Both Botox and its competitor Myobloc use the botulinum toxin to block nerve impulses, causing them to relax.
In rare cases, the toxin can spread beyond the injection site to other parts of the body, paralyzing or weakening the muscles used for breathing and swallowing, a potentially fatal side effect, the FDA said.
Botox is best known for minimizing wrinkles by paralyzing facial muscles - but botulinum toxin also is widely used for a variety of muscle-spasm conditions, such as cervical dystonia or severe neck spasms.
The FDA said Friday the deaths it was investigating so far all involved children, mostly cerebral palsy patients being treated for spasticity in their legs. The FDA has never formally approved that use for the drugs, but some other countries have.
However, it warned that it also was probing reports of illnesses in people of all ages who used the drugs for a variety of conditions, including at least one hospitalization of a woman given Botox for forehead wrinkles.

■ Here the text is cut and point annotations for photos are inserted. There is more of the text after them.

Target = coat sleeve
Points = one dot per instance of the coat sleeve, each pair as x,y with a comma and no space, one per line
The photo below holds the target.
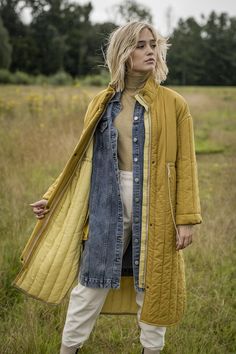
188,210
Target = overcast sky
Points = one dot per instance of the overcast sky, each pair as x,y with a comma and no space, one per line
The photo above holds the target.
102,9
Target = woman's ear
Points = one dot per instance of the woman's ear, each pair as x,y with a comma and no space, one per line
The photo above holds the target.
128,64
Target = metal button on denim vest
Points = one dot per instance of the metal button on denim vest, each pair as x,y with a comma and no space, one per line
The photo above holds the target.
102,264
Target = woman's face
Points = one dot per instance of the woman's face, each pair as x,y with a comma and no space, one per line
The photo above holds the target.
144,56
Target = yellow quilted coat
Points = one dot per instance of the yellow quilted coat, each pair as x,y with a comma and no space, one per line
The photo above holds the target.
50,259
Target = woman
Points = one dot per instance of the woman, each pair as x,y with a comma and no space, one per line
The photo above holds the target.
127,200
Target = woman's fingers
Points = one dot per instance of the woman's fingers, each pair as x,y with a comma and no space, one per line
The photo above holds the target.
184,240
39,208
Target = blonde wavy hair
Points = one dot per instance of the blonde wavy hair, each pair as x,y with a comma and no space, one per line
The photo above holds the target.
122,42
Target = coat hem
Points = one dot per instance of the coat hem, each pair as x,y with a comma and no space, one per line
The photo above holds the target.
97,283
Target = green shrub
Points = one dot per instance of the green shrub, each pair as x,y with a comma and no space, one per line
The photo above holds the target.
5,77
21,78
96,80
60,78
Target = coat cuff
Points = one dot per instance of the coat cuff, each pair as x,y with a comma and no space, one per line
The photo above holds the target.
187,219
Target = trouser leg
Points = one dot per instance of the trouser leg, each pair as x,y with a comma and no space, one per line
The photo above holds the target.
86,303
84,307
151,337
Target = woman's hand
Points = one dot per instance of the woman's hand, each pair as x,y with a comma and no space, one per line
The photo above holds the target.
39,208
185,236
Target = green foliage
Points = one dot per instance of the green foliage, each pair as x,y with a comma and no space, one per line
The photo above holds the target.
96,80
202,54
39,129
5,77
131,10
61,37
5,47
21,78
60,78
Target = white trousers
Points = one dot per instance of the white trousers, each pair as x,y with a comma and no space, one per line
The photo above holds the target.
86,303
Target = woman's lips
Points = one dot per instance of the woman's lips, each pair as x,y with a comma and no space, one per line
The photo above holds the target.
150,61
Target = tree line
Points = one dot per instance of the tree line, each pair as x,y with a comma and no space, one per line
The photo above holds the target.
61,37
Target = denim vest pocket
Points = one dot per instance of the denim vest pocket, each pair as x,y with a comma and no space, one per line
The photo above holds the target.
103,125
85,231
102,135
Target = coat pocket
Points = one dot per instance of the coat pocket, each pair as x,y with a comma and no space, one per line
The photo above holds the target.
86,227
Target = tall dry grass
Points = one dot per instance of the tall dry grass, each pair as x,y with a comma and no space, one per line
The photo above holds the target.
39,128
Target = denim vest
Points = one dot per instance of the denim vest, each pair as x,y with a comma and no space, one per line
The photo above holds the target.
101,263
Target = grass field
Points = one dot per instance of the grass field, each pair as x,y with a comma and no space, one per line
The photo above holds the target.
39,126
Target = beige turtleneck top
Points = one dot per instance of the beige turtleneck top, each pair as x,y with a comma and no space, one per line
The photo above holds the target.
124,120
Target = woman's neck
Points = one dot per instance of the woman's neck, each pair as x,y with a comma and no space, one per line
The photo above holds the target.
134,81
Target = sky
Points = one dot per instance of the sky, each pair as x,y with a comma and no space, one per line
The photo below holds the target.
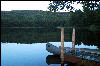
28,5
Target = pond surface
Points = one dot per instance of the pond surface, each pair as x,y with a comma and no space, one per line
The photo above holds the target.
27,47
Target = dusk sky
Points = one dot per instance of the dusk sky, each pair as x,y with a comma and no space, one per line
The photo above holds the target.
29,5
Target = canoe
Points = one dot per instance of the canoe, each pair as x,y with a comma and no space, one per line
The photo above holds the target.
83,53
70,61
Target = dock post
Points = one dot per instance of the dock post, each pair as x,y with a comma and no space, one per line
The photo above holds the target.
73,39
62,46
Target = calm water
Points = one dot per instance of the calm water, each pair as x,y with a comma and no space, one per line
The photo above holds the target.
27,47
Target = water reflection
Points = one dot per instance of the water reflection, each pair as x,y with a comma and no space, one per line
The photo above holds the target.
35,54
28,46
43,35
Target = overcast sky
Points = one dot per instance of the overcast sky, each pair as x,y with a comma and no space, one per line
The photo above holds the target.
28,5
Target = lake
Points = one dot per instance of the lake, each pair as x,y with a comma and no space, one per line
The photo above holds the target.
27,46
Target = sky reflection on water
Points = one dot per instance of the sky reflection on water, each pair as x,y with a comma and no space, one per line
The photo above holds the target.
13,54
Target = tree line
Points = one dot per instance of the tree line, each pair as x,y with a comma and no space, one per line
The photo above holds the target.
38,18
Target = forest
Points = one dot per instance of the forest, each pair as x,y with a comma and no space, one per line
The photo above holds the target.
39,18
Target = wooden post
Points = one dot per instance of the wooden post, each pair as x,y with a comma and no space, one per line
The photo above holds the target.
62,46
73,39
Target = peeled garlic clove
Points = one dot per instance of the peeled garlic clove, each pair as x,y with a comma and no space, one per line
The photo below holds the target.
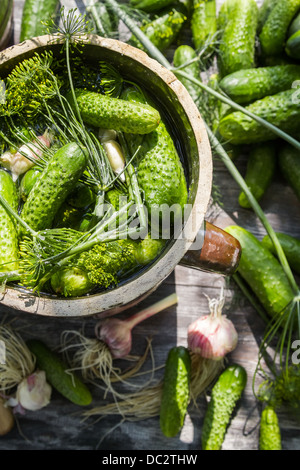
115,156
34,393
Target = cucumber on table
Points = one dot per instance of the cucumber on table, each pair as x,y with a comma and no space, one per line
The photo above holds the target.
176,391
281,110
270,436
66,383
274,31
114,113
53,186
253,84
261,166
290,246
34,12
224,397
237,24
8,230
262,272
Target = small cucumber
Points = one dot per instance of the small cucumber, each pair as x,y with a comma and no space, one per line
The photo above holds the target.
289,164
260,171
262,272
290,246
203,22
249,85
281,110
34,12
176,391
8,230
53,186
270,436
274,31
114,113
57,374
182,55
292,47
237,25
163,30
224,397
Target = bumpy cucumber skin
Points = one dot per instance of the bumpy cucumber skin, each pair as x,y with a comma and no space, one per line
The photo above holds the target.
69,385
290,246
163,30
273,34
260,171
225,394
176,391
203,21
182,55
293,46
270,436
53,186
289,164
113,113
249,85
281,110
262,272
237,43
35,11
8,232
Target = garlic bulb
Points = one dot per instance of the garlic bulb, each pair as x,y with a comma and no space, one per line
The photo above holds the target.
34,393
213,336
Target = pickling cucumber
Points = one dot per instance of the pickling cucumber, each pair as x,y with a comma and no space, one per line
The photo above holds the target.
281,110
274,31
270,435
262,272
290,246
249,85
53,186
8,230
203,22
289,164
176,391
65,382
261,166
34,12
224,397
237,25
114,113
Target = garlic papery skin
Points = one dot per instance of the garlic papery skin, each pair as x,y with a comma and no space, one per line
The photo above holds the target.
212,336
34,393
115,156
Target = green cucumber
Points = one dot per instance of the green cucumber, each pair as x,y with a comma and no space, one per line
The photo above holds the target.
114,113
281,110
237,25
260,171
292,47
53,186
224,397
65,382
289,164
203,22
270,436
182,55
176,391
274,31
249,85
290,246
262,272
34,12
8,231
163,30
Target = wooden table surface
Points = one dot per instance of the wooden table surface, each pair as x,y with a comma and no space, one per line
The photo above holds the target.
60,426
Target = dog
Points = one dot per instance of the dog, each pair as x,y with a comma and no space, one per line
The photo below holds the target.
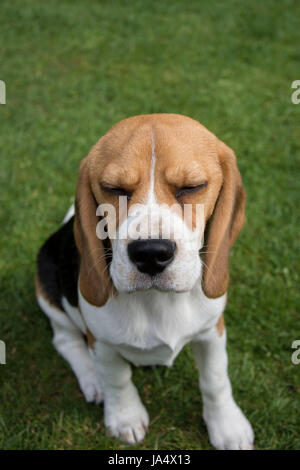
139,298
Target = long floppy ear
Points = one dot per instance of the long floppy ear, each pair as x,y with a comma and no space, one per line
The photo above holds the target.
95,282
224,225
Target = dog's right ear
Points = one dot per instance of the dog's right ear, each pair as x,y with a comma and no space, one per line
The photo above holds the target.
95,282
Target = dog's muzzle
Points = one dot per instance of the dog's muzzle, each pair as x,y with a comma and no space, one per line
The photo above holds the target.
151,256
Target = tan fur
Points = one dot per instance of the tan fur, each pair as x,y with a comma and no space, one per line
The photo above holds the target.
221,325
186,154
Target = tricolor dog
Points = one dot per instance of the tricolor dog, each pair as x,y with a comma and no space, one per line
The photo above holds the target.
140,299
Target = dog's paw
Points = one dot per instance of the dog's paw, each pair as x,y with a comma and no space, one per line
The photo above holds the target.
228,428
128,423
91,389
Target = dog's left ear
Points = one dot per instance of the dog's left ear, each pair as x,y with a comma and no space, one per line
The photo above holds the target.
224,225
95,282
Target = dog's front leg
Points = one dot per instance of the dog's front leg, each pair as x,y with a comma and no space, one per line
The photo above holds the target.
124,414
227,426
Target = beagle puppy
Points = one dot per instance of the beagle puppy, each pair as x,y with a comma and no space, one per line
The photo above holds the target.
139,296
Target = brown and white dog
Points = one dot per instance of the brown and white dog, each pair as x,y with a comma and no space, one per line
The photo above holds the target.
142,300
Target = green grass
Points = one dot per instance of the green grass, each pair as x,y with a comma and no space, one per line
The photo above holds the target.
74,68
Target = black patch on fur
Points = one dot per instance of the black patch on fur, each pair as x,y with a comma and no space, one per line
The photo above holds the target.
58,266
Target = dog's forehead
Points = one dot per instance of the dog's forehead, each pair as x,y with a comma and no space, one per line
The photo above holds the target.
171,138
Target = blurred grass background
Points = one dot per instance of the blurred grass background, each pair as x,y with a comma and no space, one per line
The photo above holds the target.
74,68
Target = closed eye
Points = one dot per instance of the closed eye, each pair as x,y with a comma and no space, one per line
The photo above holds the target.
115,191
189,189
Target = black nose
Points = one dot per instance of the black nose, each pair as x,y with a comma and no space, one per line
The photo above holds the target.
151,256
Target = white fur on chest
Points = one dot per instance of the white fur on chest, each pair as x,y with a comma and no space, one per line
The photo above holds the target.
151,327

The FDA wouldn't say exactly how many reports it was probing.
"We're not talking hundreds. It's a relative handful," said Dr. Russell Katz, FDA's neurology chief.
But the agency warned that patients receiving a botulinum toxin injection for any reason - cosmetic or medical - should be told to seek immediate care if they suffer symptoms of botulism, including: difficulty swallowing or breathing, slurred speech, muscle weakness, or difficulty holding up their head.
"I think people should be aware there's a potential for this to happen," Katz said. "People should be on the lookout for it."
Only two weeks ago the consumer advocacy group Public Citizen had petitioned the FDA to strengthen warnings to users of Botox and Myobloc - citing 180 reports of U.S. patients suffering fluid in the lungs, difficulty swallowing or pneumonia, including 16 deaths.
Nor is it the first warning. The drugs' labels do warn about the potential for botulinum toxin to spread beyond the injection site and occasionally kill, but the warnings link that side effect to patients with certain neuromuscular diseases, such as myasthenia gravis.
That's what's different about these latest cases, said FDA's Katz: The botulism toxin seems to be harming people who don't have that particular risk factor. (Cerebral palsy involves a brain injury, not a disease.)
Still, the FDA cautioned that its investigation was in the early stages. It has asked Botox maker Allergan Inc. and Myobloc maker Solstice Neurosciences Inc. to provide additional safety records.
Allergan spokeswoman Caroline Van Hove said children with cerebral palsy received far larger doses injected into their leg muscles than the doses given adults seeking wrinkle care.
In a statement, Solstice said it supported FDA's probe but stressed that the agency hadn't concluded the drug posed any new risk.
While the FDA said the problems migh be related to overdoses, it also had reports of side effects with a variety of doses.
Public Citizen's Dr. Sidney Wolfe criticized FDA's warning as falling short. He asked that the agency order a black-box warning, the FDA's strongest type, be put on the drugs' labels and require that every patient receive a pamphlet outlining the risk before each injection.
"Every doctor needs to notified about this, every patient needs to be notified," Wolfe said. "Children are showing the way, unfortunately some dead children."
He said drug regulators in Britain and Germany last year required that sterner warnings be sent to every doctor in those countries.